A perfect 1600 SAT is concordant with a 36 ACT. A perfect 36 ACT is concordant with an SAT range of 1570–1600, with a single-score concordance of 1590. The slight asymmetry in the range reflects the statistical nature of the concordance study and the fact that more students score 1600 on the SAT than 36 on the ACT in percentage terms.
Do I need to convert my scores if a college accepts both tests?
No. If a college accepts both the SAT and ACT directly (which is true of virtually all U.S. colleges), simply submit whichever score you have. Admissions offices are experienced at reading both scales. The concordance table is useful for your own research — comparing yourself to a school’s published ranges, evaluating scholarship thresholds, or deciding which score to submit at a test-optional school — but you don’t need to convert your score for the college to understand it.
Can I use this tool to compare my SAT section scores to ACT section scores?

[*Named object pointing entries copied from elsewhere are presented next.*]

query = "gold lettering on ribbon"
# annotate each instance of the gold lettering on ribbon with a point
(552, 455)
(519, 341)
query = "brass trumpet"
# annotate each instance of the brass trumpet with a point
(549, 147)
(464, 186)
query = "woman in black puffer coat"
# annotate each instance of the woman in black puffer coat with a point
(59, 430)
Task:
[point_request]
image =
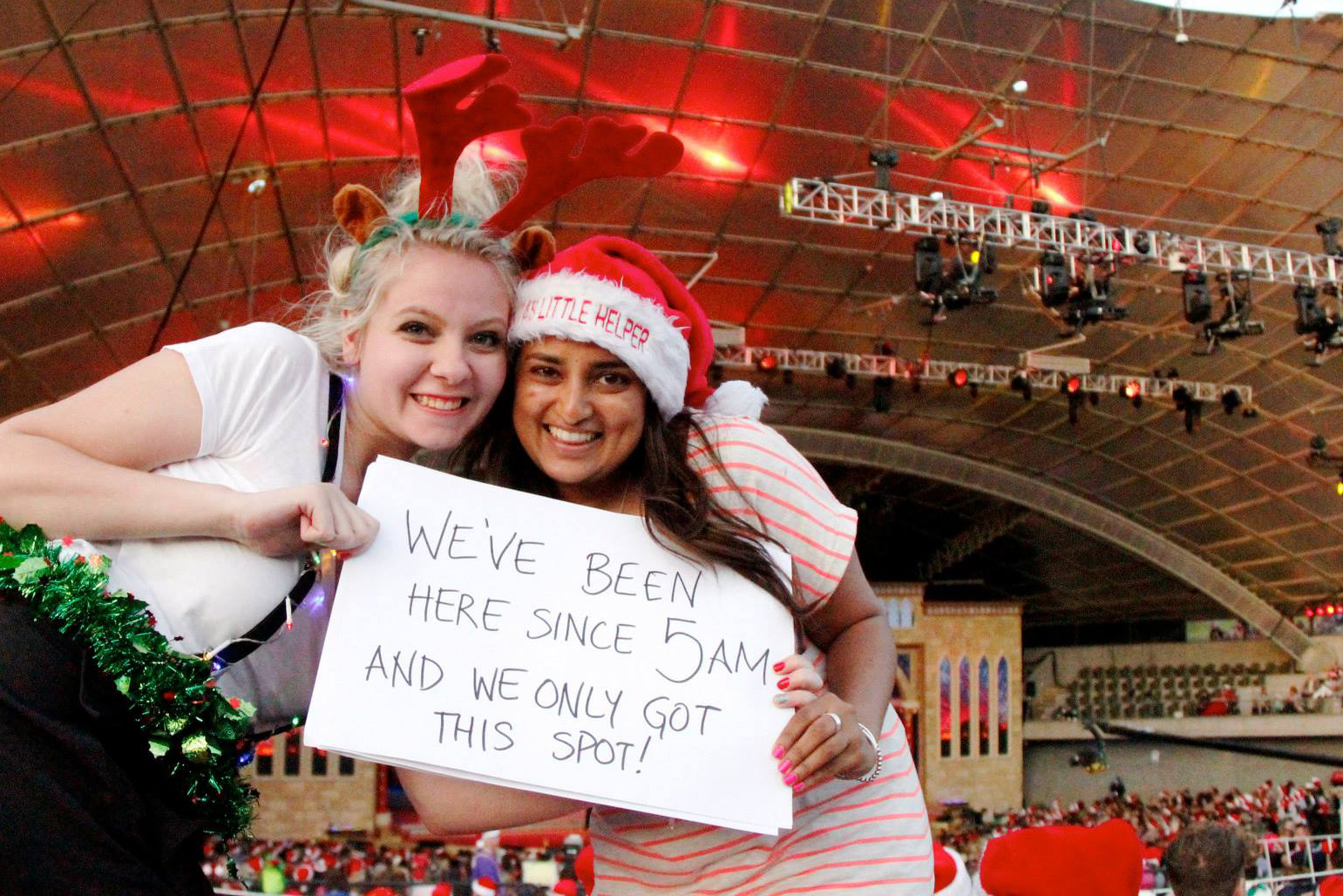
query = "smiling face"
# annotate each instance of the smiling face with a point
(431, 359)
(579, 414)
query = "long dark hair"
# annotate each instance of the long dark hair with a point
(678, 511)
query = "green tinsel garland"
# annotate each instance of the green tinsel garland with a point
(199, 736)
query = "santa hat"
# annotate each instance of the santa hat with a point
(948, 872)
(618, 295)
(1064, 861)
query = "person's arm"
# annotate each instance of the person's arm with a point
(457, 806)
(851, 630)
(81, 468)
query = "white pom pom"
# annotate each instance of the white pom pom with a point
(736, 397)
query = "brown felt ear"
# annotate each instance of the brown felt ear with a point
(356, 208)
(533, 248)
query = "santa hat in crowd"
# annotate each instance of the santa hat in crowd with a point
(1064, 861)
(948, 872)
(583, 866)
(618, 295)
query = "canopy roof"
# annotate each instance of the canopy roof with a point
(117, 119)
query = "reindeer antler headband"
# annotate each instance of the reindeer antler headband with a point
(560, 158)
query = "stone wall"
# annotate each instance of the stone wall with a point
(931, 633)
(298, 804)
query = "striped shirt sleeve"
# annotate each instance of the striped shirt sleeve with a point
(772, 488)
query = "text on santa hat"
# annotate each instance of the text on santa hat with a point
(586, 313)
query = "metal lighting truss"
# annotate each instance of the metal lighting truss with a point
(983, 375)
(851, 206)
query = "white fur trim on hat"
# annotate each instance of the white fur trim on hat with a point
(960, 884)
(736, 397)
(593, 309)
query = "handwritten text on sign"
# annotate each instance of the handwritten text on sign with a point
(520, 640)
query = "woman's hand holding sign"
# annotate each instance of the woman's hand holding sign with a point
(824, 739)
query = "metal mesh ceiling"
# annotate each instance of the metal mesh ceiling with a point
(117, 119)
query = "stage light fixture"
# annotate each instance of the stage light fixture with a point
(1238, 304)
(928, 277)
(1328, 231)
(1055, 280)
(1198, 304)
(883, 159)
(1075, 406)
(1021, 384)
(883, 394)
(1308, 313)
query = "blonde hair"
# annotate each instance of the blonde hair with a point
(357, 278)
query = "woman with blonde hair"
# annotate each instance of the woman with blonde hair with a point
(198, 479)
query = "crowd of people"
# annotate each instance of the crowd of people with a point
(1283, 817)
(336, 866)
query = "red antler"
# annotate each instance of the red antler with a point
(553, 169)
(444, 129)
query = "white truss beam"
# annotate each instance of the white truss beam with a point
(868, 207)
(982, 375)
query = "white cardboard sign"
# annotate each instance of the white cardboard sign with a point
(518, 640)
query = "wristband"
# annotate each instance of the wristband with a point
(876, 749)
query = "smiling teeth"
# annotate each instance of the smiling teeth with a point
(439, 404)
(570, 437)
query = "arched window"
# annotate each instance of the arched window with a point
(1003, 707)
(965, 707)
(945, 705)
(983, 707)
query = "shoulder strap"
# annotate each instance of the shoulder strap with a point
(265, 630)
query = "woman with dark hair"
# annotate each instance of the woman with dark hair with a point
(613, 410)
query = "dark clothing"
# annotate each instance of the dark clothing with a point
(82, 806)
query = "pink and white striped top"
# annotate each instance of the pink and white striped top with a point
(848, 837)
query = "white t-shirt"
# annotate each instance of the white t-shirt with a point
(263, 397)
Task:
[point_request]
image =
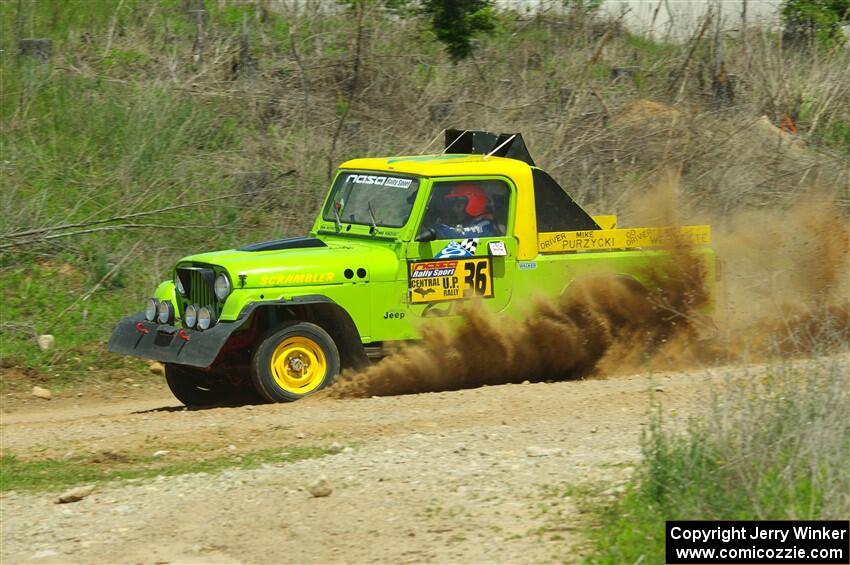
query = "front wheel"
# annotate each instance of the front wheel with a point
(294, 361)
(193, 387)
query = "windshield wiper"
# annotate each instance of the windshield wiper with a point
(372, 216)
(336, 208)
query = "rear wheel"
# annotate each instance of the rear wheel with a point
(294, 361)
(194, 387)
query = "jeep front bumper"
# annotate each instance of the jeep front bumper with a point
(170, 344)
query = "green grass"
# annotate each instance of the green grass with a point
(776, 447)
(53, 474)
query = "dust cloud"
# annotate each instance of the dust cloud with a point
(783, 288)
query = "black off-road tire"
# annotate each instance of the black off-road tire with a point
(195, 388)
(262, 372)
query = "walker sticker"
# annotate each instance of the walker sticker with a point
(438, 281)
(465, 248)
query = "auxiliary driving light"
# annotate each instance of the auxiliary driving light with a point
(190, 315)
(222, 286)
(166, 312)
(151, 309)
(206, 318)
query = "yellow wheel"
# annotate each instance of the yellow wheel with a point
(299, 364)
(294, 361)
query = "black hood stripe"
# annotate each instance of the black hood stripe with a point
(289, 243)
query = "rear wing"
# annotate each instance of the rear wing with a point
(630, 238)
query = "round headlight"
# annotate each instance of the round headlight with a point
(222, 286)
(166, 312)
(151, 309)
(179, 284)
(206, 318)
(190, 316)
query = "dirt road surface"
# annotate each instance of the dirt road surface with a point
(483, 475)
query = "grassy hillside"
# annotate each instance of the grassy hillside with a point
(160, 128)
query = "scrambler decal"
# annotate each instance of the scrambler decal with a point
(439, 281)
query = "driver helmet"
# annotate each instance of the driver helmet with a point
(474, 196)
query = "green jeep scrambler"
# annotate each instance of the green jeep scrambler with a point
(398, 240)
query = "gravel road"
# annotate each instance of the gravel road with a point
(469, 476)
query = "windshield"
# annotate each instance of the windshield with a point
(380, 200)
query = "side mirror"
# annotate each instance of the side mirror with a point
(426, 234)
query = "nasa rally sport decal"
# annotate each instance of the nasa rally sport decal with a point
(442, 280)
(465, 248)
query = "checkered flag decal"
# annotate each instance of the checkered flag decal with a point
(470, 245)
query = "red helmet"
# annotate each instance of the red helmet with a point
(476, 199)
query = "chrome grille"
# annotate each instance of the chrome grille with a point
(199, 283)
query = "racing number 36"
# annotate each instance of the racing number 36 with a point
(476, 276)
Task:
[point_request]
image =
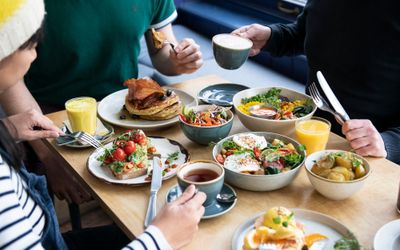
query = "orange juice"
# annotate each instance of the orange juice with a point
(82, 114)
(313, 133)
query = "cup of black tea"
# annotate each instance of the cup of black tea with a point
(207, 176)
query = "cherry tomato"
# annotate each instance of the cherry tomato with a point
(220, 159)
(257, 152)
(119, 154)
(130, 147)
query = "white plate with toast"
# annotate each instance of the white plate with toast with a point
(164, 146)
(110, 109)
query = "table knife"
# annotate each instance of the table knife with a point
(331, 97)
(156, 180)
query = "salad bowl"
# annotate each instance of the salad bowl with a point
(285, 124)
(261, 182)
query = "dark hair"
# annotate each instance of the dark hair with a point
(35, 38)
(8, 145)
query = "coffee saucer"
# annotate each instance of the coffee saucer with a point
(215, 209)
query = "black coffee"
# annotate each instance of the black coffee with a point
(201, 175)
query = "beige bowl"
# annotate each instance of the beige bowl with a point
(285, 127)
(334, 190)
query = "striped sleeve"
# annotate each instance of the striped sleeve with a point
(151, 239)
(15, 229)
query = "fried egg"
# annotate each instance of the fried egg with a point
(241, 163)
(250, 141)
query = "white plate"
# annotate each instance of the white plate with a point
(164, 147)
(388, 236)
(313, 222)
(109, 109)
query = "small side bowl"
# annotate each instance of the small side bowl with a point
(334, 190)
(260, 182)
(205, 135)
(253, 123)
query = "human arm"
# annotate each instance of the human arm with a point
(175, 225)
(18, 99)
(278, 39)
(186, 58)
(365, 139)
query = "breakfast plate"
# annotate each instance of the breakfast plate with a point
(110, 109)
(215, 209)
(313, 222)
(220, 94)
(164, 146)
(388, 236)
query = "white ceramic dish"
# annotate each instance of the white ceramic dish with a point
(164, 147)
(334, 190)
(109, 109)
(260, 182)
(313, 222)
(388, 236)
(260, 124)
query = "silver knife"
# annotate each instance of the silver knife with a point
(155, 185)
(331, 96)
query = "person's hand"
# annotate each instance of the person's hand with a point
(257, 33)
(62, 183)
(187, 57)
(364, 138)
(31, 125)
(179, 220)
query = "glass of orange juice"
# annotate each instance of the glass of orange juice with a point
(313, 133)
(82, 114)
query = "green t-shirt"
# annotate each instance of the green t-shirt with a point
(92, 46)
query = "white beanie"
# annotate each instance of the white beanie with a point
(19, 20)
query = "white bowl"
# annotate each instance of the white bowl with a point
(277, 126)
(260, 182)
(331, 189)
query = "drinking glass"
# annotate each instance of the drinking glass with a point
(82, 114)
(313, 133)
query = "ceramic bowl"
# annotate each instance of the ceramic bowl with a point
(205, 135)
(261, 182)
(230, 51)
(334, 190)
(253, 123)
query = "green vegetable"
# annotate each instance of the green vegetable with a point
(173, 156)
(272, 97)
(348, 242)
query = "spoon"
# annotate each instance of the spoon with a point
(226, 198)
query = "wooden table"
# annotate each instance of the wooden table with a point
(364, 213)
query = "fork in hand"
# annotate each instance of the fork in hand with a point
(322, 103)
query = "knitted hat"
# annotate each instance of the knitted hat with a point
(19, 20)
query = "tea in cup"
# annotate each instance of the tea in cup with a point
(231, 51)
(207, 176)
(82, 114)
(313, 133)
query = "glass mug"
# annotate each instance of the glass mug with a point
(82, 114)
(313, 133)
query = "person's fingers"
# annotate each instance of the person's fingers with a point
(190, 58)
(359, 143)
(187, 195)
(197, 201)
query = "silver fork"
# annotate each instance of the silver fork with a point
(322, 103)
(83, 136)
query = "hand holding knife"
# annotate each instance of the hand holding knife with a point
(156, 181)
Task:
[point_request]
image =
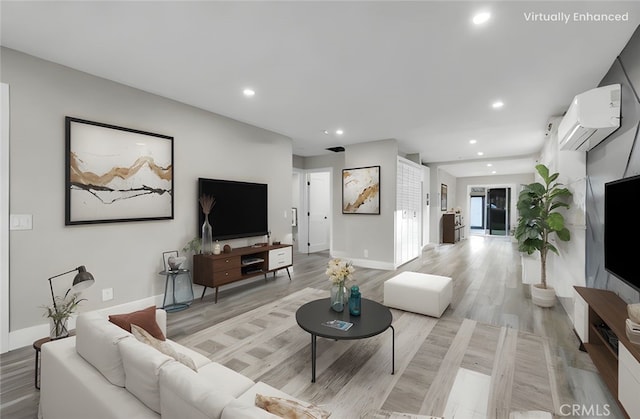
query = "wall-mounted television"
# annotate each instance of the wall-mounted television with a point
(621, 230)
(240, 210)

The official concordance study also includes section-level tables: SAT Math to ACT Math (Table B) and SAT Evidence-Based Reading and Writing to ACT English + Reading combined (Table C). The calculator above converts composite/total scores. For section-level comparisons, refer to the full concordance tables available on ACT.org.
The Bottom Line
Concordance tables are one of the most useful and most misunderstood tools in the college admissions toolkit. Used correctly, they help students benchmark their performance, evaluate scholarship and admissions thresholds, and make informed decisions about which test to emphasize. Used incorrectly — as a precise equivalency or a prediction of how you’d score on the other test — they can mislead.
The converter tool above gives you your concordant score instantly. The table below it gives you the full picture. And the context in this article tells you how to actually put that number to work.